CERTIFICATEOF AMENDMENT TO ARTICLESOF INCORPORATION FOR NEVADA PROFIT CORPORATIONS (Pursuant tonrs 78.385 and 78.39)

EX-4.1 2 s102891_4-1.htm EXHIBIT 4.1

Exhibit 4.1

 

 

CERTIFICATE OF AMENDMENT

TO ARTICLES OF INCORPORATION

FOR NEVADA PROFIT CORPORATIONS

(Pursuant to nrs 78.385 and 78.39)

 

 

The articles have been amended as follows:

 

Article IV.

 

The Corporation is authorized to issue two classes of stock.
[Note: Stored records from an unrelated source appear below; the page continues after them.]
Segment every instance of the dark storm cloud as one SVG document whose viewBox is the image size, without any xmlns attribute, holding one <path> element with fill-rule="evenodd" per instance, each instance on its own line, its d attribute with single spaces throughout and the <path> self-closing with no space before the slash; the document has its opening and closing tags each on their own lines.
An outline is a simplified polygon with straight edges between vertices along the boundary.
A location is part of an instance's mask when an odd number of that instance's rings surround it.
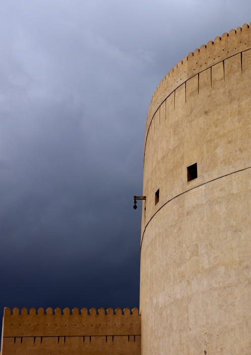
<svg viewBox="0 0 251 355">
<path fill-rule="evenodd" d="M 138 306 L 146 116 L 249 1 L 3 1 L 0 305 Z"/>
</svg>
One class of stock shall be Common Stock, par value per share $0.001. The second class of stock shall be Preferred Stock, par value per share $0.001. The Preferred Stock, or any series thereof, shall have such designations, preferences and relative, participating, optional or other special rights and qualifications, limitations or restrictions thereof as shall be expressed in the resolution or resolutions providing for the issue of such stock adopted by the board of directors and may be made dependent upon facts ascertainable outside such resolution or resolutions of the board of directors, provided that the matter in which such facts shall operate upon such designations, preferences, rights and qualifications; limitations or restrictions of such class or series of stock is clearly and expressly set forth in the resolution or resolutions providing for the issuance of such stock by the board of directors.

 

 The total number of shares of stock of each class which the Corporation shall have authority to issue and the par value of each share of each class of stock are as follows:

 

Class   Par Value   Authorized Shares  
Common   $ 0.001     360,000,000  
Preferred   $ 0.001     20,000,000  
Total:           380,000,000  

 

 

Stock Split: Upon the filing and effectiveness (the “Effective Time”) pursuant to the NRS 78.385 and 78.390 of this certificate of amendment to Articles of Incorporation of the Corporation, one ( 1 ) shares of the Corporation’s common stock, par value $0.001 per share, issued and outstanding immediately prior to the Effective Time shall be converted into three point one four one (3.141) validly issued, fully paid and non-assessable share of common stock, par value $0.001 per share, without any further action by the Corporation or the holder thereof, subject to the treatment of fractional share interests as described below (the “Forward Stock Split”). No certificates representing fractional shares of common stock shall be issued in connection with the Forward Stock Split. Stockholders who would otherwise be entitled to receive fractional share interests of Common Stock shall instead have those fractional shares be rounded up to the nearest whole share. Each certificate that immediately prior to the Effective Time represented shares of common stock (“Old Certificates”), shall thereafter represent that number of shares of common stock into which the shares of common stock represented by the Old Certificate shall have been combined, subject to the rounding up of fractional share interests as described above.